La austríaca Elfriede Jelinek ganó el Premio Nobel de Literatura el jueves pasado por sus controversiales novelas y obras de teatro en las que ataca la violencia contra las mujeres, y también explora la sexualidad y el extremismo político en Europa.

Ahora, la escritora teme que el galardón la convierta en algo que nunca quiso ser: una celebridad.

Nacida en 1946 e hija de un padre de origen checo judío y una madre vienesa, la autora es reconocida por su novela autobiográfica de 1983, «La pianista,» que fue adaptada para el cine en la película «La profesora de piano» de 2001.

Su editor, Alexander Fest, recibió con sorpresa la noticia del premio, pues Jelinek no era considerada como una de las favoritas para el Nobel.
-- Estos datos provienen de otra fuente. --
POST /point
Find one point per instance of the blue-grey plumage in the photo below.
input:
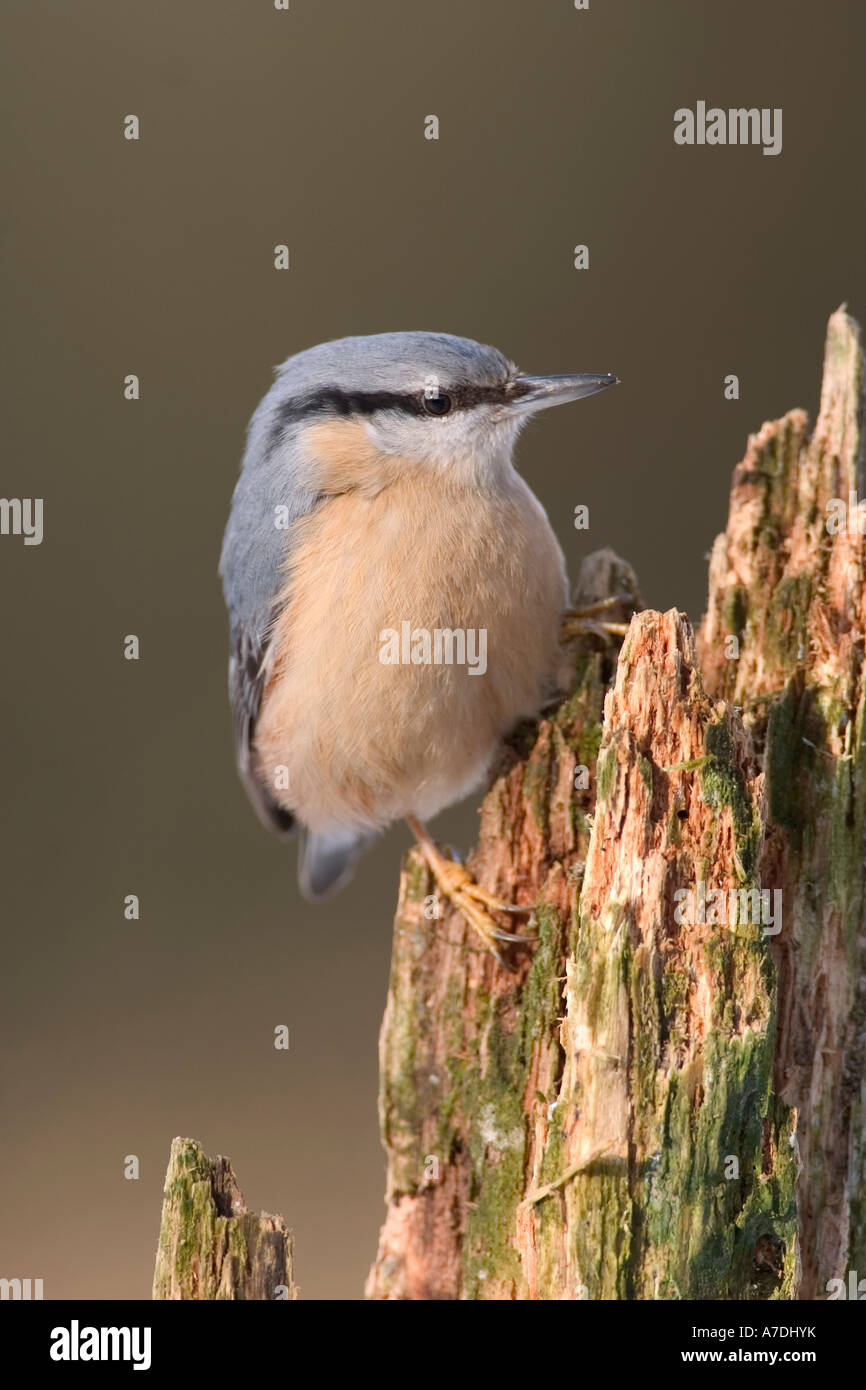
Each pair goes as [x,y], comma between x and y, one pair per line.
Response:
[378,491]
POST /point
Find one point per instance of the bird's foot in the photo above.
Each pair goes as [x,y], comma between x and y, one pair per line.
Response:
[474,902]
[588,622]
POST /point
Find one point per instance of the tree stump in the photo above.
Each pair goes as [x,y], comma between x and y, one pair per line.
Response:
[210,1244]
[663,1098]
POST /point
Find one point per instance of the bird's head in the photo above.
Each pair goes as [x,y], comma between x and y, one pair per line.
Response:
[420,398]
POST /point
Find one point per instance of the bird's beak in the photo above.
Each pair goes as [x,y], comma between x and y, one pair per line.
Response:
[531,394]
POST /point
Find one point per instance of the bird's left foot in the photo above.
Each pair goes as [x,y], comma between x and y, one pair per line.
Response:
[588,622]
[474,902]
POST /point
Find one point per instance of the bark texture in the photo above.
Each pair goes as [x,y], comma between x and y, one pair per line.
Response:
[210,1244]
[660,1100]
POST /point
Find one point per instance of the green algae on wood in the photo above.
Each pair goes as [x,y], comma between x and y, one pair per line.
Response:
[210,1246]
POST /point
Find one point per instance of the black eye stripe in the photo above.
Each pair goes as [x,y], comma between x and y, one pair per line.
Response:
[332,401]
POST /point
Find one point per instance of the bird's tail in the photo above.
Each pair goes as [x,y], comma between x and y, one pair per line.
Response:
[327,859]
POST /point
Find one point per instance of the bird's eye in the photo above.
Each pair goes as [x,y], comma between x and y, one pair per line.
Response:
[438,405]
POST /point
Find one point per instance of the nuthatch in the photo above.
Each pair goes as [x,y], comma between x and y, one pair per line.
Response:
[378,534]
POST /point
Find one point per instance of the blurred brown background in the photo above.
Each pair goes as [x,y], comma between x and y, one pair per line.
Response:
[156,257]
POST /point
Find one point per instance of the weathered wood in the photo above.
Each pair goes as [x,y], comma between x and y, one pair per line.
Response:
[649,1107]
[210,1244]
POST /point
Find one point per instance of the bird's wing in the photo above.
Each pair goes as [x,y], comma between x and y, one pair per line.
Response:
[246,679]
[257,544]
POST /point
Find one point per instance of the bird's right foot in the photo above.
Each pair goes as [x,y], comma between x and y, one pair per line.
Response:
[474,902]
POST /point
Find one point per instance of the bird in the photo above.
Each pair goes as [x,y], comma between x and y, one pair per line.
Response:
[396,595]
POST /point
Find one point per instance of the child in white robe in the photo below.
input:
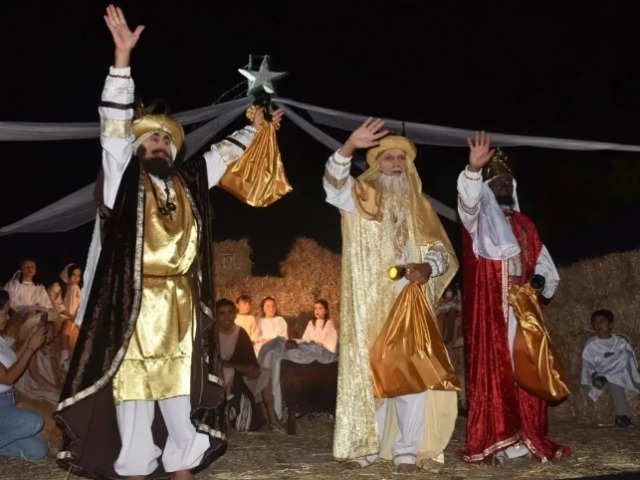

La Academia Sueca, al otorgar el premio a una mujer por primera vez desde 1996, elogió «su flujo musical de voces y contravoces en novelas y obras que con celo lingüístico extraordinario revelan el absurdo de los clichés de la sociedad y su poder subyugante».

Jelinek ha abordado el legado de la era nazi además de las relaciones humanas.

En su obra, los temas destacados son la sexualidad femenina, su abuso y la guerra de los sexos en general, sacudiendo a los lectores con descripciones frías de brutalidad y juegos de poder. Su novela «Lujuria» es una descripción de sexualidad, agresión y abuso.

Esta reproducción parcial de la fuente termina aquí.